Let $g(n)=f(2n)$. Then $g(n)=2g(n-1)$ from which you can see, by induction, that $g(n)=2^{n-1}g(1)$. This gives $f(2n)=2^{n}$. Now verify that $[\frac {2n+1} 2]=n$ this gives the answer for all even $n$. Now consider $h(n)=g(2n+1)$ and use a similar argument.

Answer 3

Because $f(2) = 2*f(0) = 2*1 = 2 = f(1)$, the value is doomed to only change every two numbers. Now only considering the first value, it can clearly be seen it is of the form $2^{n}$, as each value is twice the previous. Combining these two pieces of knowledge and using the base cases, the given formula can be found.

Answer 4

I would write it as $$f(n)=2^{\lceil \frac n2\rceil}.$$ You can guess calculating the first values of $f(n)$, then prove it by induction.

Note that $\lceil\frac n2\rceil=m$ leans that $$m-1 <\frac n2\le m\iff 2m-2<n\le 2m.$$

Answer 5

To understand the books answer it helps to notice that

If $n = 2k -1$ is odd then $\lfloor \frac {n+1}2\rfloor = \lfloor \frac {2k}2 \rfloor = \lfloor k \rfloor = k$.

And if $n = 2k$ is even then $\lfloor \frac{n+1}2\rfloor = \lfloor \frac{2k+1}2 \rfloor=\lfloor k + \frac 12 \rfloor= k$.

So this formula is:

If $n = 2k -1$, $f(n) = 2^k$. ANd if $n = 2k$ then $f(n) = 2^k$.

But is that the formula?

Well, as $f(0) = 1$ and $f(2) = 2f(0)= 2$ and $f(4) = 2*f(2)=2*2 =2^2$ and we can see by induction that if $f(2k) = 2^k$ then $f(2k+2) = 2*f(2k) = 2*2^k = 2^{k+1}$ so, yes the formula works for even numbers.

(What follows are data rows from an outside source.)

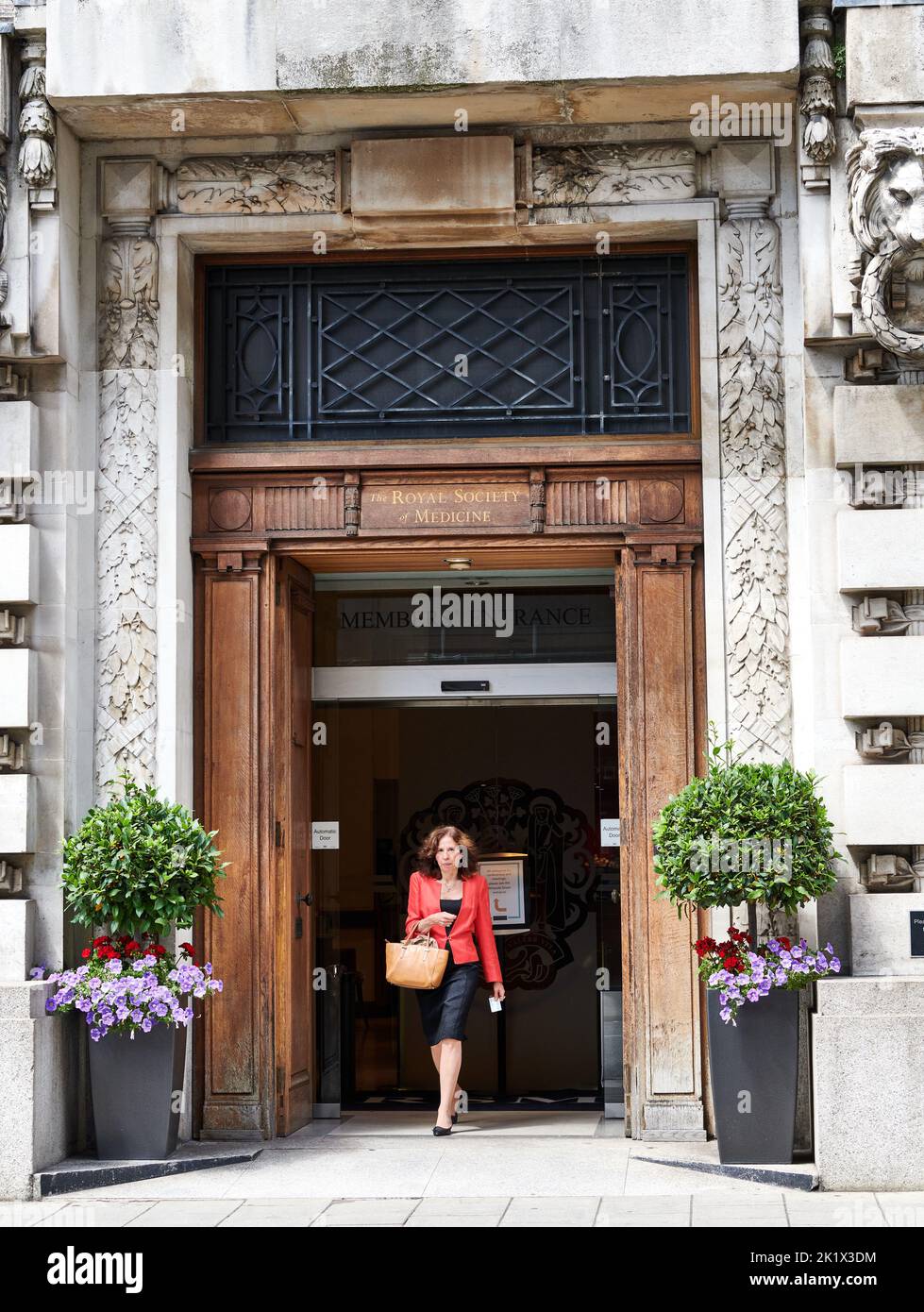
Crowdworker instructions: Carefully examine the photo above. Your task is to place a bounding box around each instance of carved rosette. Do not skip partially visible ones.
[96,223,158,798]
[718,201,792,760]
[20,41,55,189]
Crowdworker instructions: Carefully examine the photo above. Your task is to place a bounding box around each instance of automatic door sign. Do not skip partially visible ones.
[908,911,924,956]
[600,820,619,848]
[311,820,340,851]
[478,857,527,931]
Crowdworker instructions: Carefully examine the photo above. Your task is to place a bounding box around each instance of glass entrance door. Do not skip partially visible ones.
[312,569,621,1114]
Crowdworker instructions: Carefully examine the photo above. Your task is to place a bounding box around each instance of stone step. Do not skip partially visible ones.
[33,1140,262,1198]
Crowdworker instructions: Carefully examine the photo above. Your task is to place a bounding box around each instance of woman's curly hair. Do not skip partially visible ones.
[417,824,478,879]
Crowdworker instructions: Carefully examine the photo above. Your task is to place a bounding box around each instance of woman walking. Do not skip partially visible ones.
[404,825,505,1135]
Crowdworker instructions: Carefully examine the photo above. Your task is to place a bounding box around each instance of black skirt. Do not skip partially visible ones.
[416,948,479,1049]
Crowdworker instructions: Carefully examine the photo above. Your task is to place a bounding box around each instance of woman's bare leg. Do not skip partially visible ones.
[430,1042,464,1110]
[436,1039,462,1130]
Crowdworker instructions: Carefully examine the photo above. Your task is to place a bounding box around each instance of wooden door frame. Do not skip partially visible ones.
[194,522,706,1139]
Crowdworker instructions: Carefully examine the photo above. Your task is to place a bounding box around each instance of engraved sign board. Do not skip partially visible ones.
[360,479,530,532]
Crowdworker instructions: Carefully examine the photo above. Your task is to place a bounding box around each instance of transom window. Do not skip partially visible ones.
[205,253,690,442]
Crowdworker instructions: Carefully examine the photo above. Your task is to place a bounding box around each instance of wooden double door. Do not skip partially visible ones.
[194,538,705,1139]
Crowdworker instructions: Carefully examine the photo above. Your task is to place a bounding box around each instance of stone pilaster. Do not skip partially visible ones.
[18,38,55,209]
[716,142,792,760]
[94,159,159,799]
[799,0,837,192]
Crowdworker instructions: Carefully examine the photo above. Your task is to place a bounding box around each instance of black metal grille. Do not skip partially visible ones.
[206,255,690,442]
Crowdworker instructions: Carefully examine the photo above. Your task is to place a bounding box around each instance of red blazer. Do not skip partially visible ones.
[404,870,503,984]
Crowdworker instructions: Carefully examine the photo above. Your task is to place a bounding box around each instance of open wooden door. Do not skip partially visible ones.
[269,556,315,1135]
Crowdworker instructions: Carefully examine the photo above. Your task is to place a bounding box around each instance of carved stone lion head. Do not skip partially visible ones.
[847,127,924,360]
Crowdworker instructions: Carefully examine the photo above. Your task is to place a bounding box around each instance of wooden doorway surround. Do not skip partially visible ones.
[191,241,705,1139]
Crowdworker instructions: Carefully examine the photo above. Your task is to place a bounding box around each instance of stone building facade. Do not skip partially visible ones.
[0,0,924,1197]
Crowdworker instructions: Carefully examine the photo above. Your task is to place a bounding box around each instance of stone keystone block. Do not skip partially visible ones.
[100,159,159,223]
[714,141,776,201]
[350,135,516,218]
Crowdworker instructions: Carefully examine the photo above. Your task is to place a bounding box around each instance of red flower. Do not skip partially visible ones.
[687,938,715,959]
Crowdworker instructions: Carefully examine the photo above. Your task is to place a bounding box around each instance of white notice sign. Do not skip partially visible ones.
[600,820,619,848]
[311,820,340,851]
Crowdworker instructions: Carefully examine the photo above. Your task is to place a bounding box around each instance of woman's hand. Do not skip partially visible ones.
[416,911,456,934]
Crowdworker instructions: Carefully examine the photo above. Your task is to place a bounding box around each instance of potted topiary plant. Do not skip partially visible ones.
[33,771,226,1160]
[654,730,840,1163]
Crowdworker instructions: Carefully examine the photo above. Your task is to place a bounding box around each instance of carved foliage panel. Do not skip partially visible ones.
[96,236,158,795]
[718,214,790,758]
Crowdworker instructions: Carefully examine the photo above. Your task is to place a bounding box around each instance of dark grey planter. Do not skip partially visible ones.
[706,988,799,1164]
[90,1025,186,1161]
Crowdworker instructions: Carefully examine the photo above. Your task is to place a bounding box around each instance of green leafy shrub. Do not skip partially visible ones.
[61,771,227,938]
[654,740,840,915]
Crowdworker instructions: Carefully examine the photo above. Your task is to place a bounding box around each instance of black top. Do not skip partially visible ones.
[440,898,462,962]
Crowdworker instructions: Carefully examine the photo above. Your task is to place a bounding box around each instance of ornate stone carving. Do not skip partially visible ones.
[0,733,23,770]
[856,720,912,761]
[533,143,696,206]
[799,0,836,192]
[20,41,55,189]
[718,199,792,760]
[344,474,361,538]
[0,479,26,524]
[171,151,336,214]
[96,219,158,797]
[529,470,546,532]
[853,597,911,638]
[847,127,924,372]
[0,861,23,894]
[857,851,921,894]
[0,610,26,647]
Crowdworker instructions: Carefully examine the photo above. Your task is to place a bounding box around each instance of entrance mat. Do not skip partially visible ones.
[33,1140,262,1198]
[343,1089,604,1111]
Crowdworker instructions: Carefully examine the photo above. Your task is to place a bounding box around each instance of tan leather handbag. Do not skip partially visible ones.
[384,934,449,988]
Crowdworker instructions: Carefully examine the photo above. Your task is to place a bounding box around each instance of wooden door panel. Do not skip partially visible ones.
[272,561,315,1135]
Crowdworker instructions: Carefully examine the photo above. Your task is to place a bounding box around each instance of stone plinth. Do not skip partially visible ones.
[837,508,924,592]
[0,898,37,983]
[849,894,924,979]
[811,981,924,1190]
[840,633,924,719]
[843,765,924,845]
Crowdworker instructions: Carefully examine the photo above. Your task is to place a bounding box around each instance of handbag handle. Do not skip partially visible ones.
[402,921,440,948]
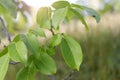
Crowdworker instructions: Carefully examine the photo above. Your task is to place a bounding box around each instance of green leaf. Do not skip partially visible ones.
[50,34,62,47]
[13,33,39,58]
[26,33,39,57]
[0,0,17,18]
[0,47,8,57]
[30,28,46,37]
[71,8,88,31]
[8,41,27,63]
[46,47,55,56]
[52,1,70,9]
[84,7,100,23]
[34,53,56,75]
[52,7,68,29]
[0,54,9,80]
[71,4,100,23]
[37,7,51,29]
[61,36,82,70]
[66,9,75,22]
[16,62,36,80]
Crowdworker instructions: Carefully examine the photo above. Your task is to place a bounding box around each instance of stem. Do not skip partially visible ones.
[9,62,20,65]
[0,16,19,65]
[50,28,55,35]
[50,20,55,35]
[0,16,11,42]
[62,70,75,80]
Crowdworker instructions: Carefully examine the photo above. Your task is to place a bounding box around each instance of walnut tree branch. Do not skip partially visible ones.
[62,70,75,80]
[0,16,11,42]
[0,16,19,65]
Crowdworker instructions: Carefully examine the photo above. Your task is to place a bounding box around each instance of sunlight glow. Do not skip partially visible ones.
[22,0,76,8]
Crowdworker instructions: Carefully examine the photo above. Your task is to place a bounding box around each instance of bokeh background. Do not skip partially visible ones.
[0,0,120,80]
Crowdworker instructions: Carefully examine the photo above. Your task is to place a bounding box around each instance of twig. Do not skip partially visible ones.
[0,16,19,65]
[9,62,20,65]
[50,28,55,35]
[50,20,55,35]
[0,16,11,42]
[62,70,75,80]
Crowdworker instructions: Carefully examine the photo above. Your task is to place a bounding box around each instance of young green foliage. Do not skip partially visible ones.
[0,53,9,80]
[8,41,27,63]
[0,0,100,80]
[60,36,82,70]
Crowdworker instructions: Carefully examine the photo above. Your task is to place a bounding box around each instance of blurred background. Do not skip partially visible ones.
[0,0,120,80]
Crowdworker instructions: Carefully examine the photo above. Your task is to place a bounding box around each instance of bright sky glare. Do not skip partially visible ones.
[23,0,76,8]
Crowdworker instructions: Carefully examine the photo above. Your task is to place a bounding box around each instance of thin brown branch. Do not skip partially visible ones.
[0,16,11,42]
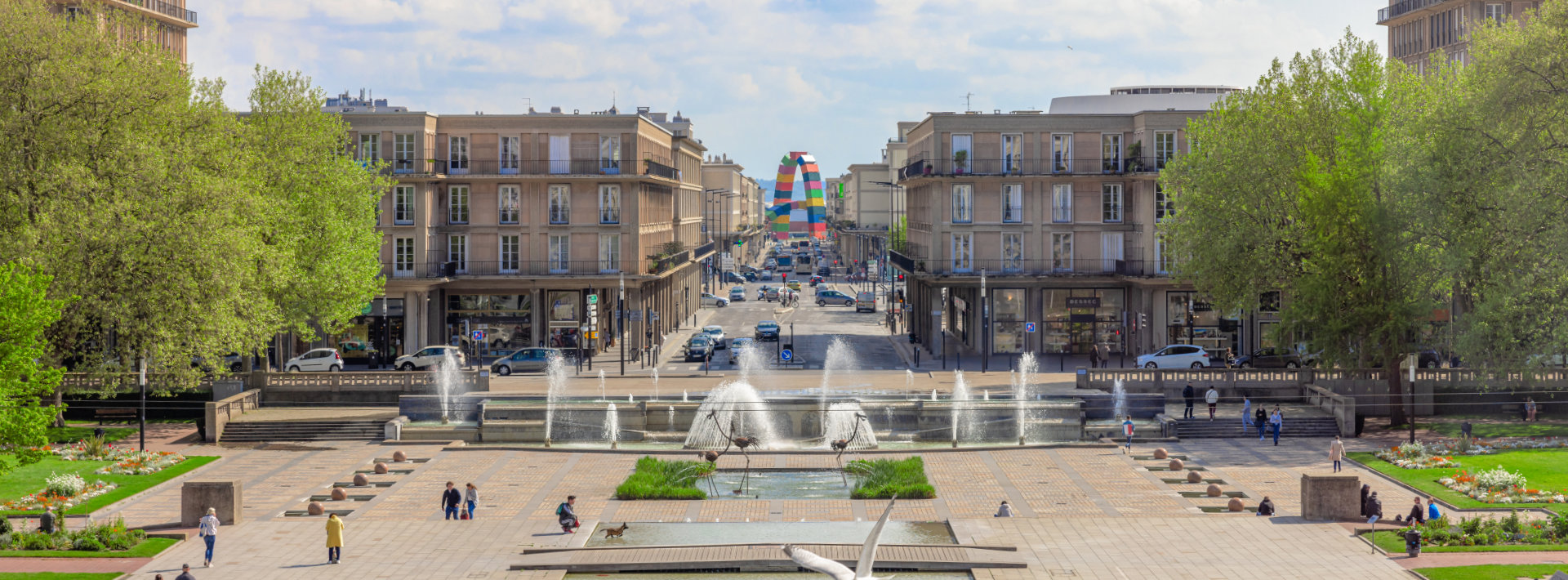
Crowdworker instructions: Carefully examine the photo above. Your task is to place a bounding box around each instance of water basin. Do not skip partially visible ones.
[588,520,956,548]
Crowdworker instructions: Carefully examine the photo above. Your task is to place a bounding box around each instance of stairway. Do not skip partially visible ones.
[220,420,387,444]
[1176,416,1339,439]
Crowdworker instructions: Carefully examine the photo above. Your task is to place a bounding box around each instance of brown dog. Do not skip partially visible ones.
[604,522,629,539]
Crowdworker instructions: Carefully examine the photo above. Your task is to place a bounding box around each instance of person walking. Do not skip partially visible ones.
[1181,382,1196,418]
[196,508,218,568]
[441,481,462,519]
[326,514,343,564]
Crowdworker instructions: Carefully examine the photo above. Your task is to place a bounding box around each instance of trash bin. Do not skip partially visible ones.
[1405,529,1421,558]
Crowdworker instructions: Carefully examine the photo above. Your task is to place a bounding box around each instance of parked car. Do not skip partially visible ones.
[817,290,854,306]
[392,345,467,370]
[702,324,729,351]
[854,292,876,312]
[284,348,343,373]
[685,332,714,360]
[491,348,566,377]
[1232,346,1302,368]
[1138,345,1209,368]
[753,319,779,340]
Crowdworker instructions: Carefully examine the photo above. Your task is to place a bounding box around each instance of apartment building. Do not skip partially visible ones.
[49,0,196,63]
[307,106,714,367]
[1377,0,1541,72]
[889,87,1276,362]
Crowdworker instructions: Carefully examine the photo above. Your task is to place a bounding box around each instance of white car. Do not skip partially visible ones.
[1138,345,1209,368]
[284,348,343,373]
[392,345,467,370]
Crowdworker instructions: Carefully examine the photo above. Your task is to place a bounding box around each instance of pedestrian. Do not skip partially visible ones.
[196,508,218,568]
[326,514,343,564]
[1181,382,1195,418]
[441,481,462,519]
[555,495,581,533]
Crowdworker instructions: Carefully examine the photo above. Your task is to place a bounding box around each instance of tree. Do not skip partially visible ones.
[0,0,390,390]
[0,261,65,475]
[1160,33,1441,425]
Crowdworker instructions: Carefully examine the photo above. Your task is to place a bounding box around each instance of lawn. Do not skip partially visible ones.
[0,454,218,514]
[0,538,179,558]
[1350,448,1568,514]
[1423,564,1568,580]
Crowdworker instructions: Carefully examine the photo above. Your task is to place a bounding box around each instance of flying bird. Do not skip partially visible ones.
[784,495,898,580]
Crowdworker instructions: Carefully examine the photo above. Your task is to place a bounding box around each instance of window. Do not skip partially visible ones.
[447,234,469,274]
[359,133,381,162]
[392,185,414,225]
[1154,132,1176,169]
[953,185,973,224]
[550,185,572,224]
[1050,234,1072,271]
[599,135,621,176]
[447,136,469,172]
[1099,133,1121,172]
[1099,184,1121,224]
[1002,232,1024,271]
[392,133,414,172]
[1050,133,1072,172]
[500,136,519,174]
[447,185,469,224]
[500,234,518,274]
[1002,135,1024,176]
[599,185,621,224]
[953,234,975,271]
[497,185,522,224]
[1050,184,1072,224]
[599,234,621,273]
[1002,184,1024,224]
[392,239,414,278]
[550,234,572,273]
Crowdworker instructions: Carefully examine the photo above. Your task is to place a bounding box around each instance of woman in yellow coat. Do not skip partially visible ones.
[326,514,343,564]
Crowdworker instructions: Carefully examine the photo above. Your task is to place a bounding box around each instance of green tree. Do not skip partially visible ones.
[1160,33,1438,425]
[0,261,65,474]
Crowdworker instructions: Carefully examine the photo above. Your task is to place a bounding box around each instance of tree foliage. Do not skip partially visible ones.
[0,0,390,387]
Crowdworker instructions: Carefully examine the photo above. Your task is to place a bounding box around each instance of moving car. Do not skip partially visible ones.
[284,348,343,373]
[491,348,566,377]
[392,345,467,370]
[1138,345,1209,368]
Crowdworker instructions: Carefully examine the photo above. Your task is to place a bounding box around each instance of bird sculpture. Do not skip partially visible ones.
[784,495,898,580]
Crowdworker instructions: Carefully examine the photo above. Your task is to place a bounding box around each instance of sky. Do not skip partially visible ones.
[188,0,1388,179]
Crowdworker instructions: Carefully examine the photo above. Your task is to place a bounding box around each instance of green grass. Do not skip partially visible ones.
[615,456,714,500]
[844,457,936,500]
[0,454,218,515]
[1348,448,1568,514]
[0,538,179,558]
[1417,564,1568,580]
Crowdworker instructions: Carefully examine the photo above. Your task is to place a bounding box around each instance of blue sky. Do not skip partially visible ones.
[188,0,1388,179]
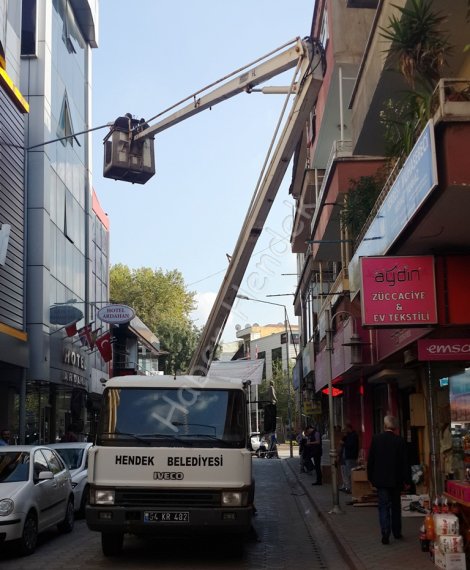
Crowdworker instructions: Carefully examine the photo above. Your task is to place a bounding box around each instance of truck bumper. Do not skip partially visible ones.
[86,505,253,536]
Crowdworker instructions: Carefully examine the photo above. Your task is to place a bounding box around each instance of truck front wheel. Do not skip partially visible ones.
[101,532,124,556]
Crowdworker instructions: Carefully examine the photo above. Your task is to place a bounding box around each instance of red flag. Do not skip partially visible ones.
[96,331,113,362]
[78,325,93,348]
[65,321,78,336]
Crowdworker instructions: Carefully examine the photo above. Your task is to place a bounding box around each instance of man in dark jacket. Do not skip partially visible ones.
[367,416,411,544]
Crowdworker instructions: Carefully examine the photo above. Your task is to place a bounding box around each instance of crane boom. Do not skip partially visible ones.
[134,38,310,141]
[103,38,324,376]
[189,38,323,375]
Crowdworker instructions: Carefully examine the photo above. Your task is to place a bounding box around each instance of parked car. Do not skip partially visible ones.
[49,441,93,516]
[0,445,74,555]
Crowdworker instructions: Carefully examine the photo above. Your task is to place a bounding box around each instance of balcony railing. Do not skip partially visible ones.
[431,79,470,123]
[310,140,352,234]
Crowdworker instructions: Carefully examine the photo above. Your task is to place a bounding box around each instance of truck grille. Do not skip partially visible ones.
[114,489,220,509]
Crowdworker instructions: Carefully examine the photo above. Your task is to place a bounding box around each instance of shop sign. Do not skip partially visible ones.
[418,338,470,360]
[97,305,135,325]
[49,305,83,326]
[62,349,86,388]
[361,255,437,328]
[348,119,438,295]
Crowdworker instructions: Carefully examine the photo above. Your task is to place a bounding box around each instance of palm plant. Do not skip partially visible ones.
[381,0,452,90]
[380,0,453,157]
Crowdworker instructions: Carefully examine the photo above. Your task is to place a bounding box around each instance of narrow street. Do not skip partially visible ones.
[0,459,347,570]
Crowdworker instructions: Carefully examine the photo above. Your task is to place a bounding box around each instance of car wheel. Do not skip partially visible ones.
[57,498,75,532]
[19,512,38,556]
[101,532,124,556]
[78,485,89,517]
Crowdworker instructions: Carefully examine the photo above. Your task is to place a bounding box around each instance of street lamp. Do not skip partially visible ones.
[237,295,294,457]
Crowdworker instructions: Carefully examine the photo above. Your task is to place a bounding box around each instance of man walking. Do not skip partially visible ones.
[305,426,322,485]
[367,416,411,544]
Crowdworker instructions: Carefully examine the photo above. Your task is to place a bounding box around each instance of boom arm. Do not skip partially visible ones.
[134,38,311,141]
[189,38,323,376]
[103,38,324,376]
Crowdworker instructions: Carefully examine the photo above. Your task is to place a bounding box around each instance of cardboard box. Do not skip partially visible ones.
[446,480,470,503]
[434,548,467,570]
[351,469,372,499]
[401,495,430,517]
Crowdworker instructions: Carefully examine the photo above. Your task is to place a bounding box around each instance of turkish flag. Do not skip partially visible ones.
[95,331,113,362]
[65,321,77,336]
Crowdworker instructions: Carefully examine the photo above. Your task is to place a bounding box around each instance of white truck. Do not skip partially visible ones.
[86,376,275,556]
[86,34,325,556]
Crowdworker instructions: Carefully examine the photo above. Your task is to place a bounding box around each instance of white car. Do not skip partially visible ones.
[0,445,74,555]
[49,441,93,516]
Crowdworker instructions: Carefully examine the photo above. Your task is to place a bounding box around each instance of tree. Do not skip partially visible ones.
[380,0,453,158]
[109,263,200,374]
[259,360,294,434]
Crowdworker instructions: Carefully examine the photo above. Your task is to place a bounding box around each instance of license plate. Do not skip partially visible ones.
[144,511,189,523]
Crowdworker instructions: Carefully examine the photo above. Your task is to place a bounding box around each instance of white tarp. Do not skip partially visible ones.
[207,358,264,385]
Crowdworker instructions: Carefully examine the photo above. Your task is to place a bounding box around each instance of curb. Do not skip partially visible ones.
[286,458,366,570]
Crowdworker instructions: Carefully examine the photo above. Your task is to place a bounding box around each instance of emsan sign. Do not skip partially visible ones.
[418,338,470,360]
[361,255,437,328]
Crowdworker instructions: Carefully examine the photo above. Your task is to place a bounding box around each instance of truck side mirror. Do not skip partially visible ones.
[263,404,277,433]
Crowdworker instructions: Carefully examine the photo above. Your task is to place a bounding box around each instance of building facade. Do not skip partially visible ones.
[291,0,470,493]
[0,0,29,435]
[20,0,101,443]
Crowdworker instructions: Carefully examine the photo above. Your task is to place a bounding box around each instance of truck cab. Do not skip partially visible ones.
[86,376,262,556]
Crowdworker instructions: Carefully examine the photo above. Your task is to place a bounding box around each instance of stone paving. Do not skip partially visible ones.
[280,446,436,570]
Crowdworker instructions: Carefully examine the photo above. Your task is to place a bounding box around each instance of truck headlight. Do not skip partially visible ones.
[90,489,114,505]
[0,499,15,517]
[222,491,248,507]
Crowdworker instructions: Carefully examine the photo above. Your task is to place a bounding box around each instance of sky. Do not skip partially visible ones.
[92,0,314,342]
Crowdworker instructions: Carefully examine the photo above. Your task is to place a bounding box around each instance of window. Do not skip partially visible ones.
[42,449,64,475]
[21,0,37,56]
[57,93,75,146]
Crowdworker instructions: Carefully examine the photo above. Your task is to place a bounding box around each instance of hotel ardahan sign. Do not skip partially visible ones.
[361,255,437,328]
[98,305,135,325]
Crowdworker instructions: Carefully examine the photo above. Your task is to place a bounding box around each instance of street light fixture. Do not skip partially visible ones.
[237,295,294,457]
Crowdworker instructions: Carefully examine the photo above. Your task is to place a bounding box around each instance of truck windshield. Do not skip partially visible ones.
[98,387,246,447]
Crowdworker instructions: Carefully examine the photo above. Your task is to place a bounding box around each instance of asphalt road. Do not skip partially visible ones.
[0,453,346,570]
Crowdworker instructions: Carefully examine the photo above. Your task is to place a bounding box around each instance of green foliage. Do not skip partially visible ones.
[259,360,294,423]
[380,0,453,158]
[341,173,383,236]
[158,322,200,374]
[109,264,199,374]
[381,0,452,89]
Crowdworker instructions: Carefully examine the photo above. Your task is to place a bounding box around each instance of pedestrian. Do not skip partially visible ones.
[305,426,322,485]
[367,415,411,544]
[340,422,359,493]
[296,430,307,473]
[0,429,11,446]
[268,380,277,404]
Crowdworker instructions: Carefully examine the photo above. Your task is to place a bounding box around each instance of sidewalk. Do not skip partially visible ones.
[280,446,436,570]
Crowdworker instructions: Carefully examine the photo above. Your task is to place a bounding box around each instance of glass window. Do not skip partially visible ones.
[57,447,84,469]
[33,450,49,479]
[0,451,29,483]
[42,449,64,475]
[21,0,37,55]
[100,388,246,447]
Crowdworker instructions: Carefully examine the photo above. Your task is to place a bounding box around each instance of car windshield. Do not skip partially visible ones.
[0,451,29,483]
[56,447,84,469]
[98,387,246,447]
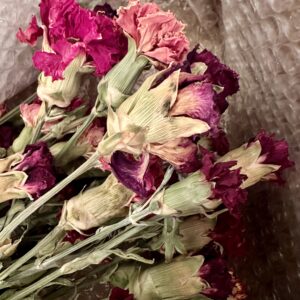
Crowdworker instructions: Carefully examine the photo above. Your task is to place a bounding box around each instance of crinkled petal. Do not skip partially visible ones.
[170,82,220,128]
[187,46,239,113]
[111,151,154,198]
[14,142,53,172]
[94,3,117,18]
[33,40,84,80]
[17,16,43,46]
[0,123,18,149]
[148,138,200,173]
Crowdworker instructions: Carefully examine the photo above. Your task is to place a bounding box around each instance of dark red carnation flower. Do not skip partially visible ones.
[248,130,294,183]
[111,151,162,198]
[14,142,53,172]
[200,147,247,218]
[185,45,239,113]
[199,258,234,300]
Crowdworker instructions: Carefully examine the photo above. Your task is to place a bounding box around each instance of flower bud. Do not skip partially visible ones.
[179,215,216,251]
[61,175,133,231]
[0,171,30,203]
[218,132,293,188]
[150,171,216,216]
[98,71,209,155]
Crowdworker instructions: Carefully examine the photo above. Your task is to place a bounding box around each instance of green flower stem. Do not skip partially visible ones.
[44,257,122,300]
[7,226,149,300]
[0,226,65,282]
[29,102,51,144]
[56,109,103,163]
[0,152,99,243]
[0,93,36,125]
[12,209,151,277]
[4,167,174,277]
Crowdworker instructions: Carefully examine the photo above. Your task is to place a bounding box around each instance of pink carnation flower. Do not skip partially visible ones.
[117,1,189,64]
[17,16,43,46]
[20,100,42,127]
[13,142,56,199]
[18,0,127,80]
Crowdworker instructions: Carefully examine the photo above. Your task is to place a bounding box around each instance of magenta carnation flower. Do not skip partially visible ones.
[111,151,160,198]
[200,148,247,218]
[185,46,239,113]
[117,1,189,64]
[0,124,18,149]
[13,142,56,199]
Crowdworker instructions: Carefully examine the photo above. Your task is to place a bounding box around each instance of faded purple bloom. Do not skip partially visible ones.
[199,258,234,300]
[171,82,220,129]
[117,0,189,64]
[19,0,127,80]
[17,16,43,46]
[109,287,134,300]
[249,131,294,183]
[14,142,56,199]
[0,124,17,149]
[185,46,239,113]
[14,142,53,173]
[200,148,247,218]
[94,3,117,18]
[23,167,56,199]
[210,129,229,155]
[32,40,85,80]
[111,151,155,198]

Likewise as $f(1) =2$ and $f(3) = 2f(1)=2*2=2^2$ and if we assume $f(2k-1)=2^k$ then $f(2k+1) = 2*f(2k-1)=2*2^k = 2^{k+1}$ so by induction the formula works for odd numbers.

And that's that.

(Although I agree with Bernard; I'd use $f(n) = 2^{\lceil \frac n2\rceil}$. Thats the same thing as

(If $n= 2k$ then $\lceil \frac n2\rceil = \lceil k\rceil = k = \lfloor k + \frac 12 \rfloor = \lfloor \frac {n+1}2\rfloor$

(If $n= 2k-1$ then $\lceil \frac n2\rceil = \lceil k-\frac 12\rceil = k =\frac {n+1}2 = \lfloor \frac {n+1}2\rfloor$)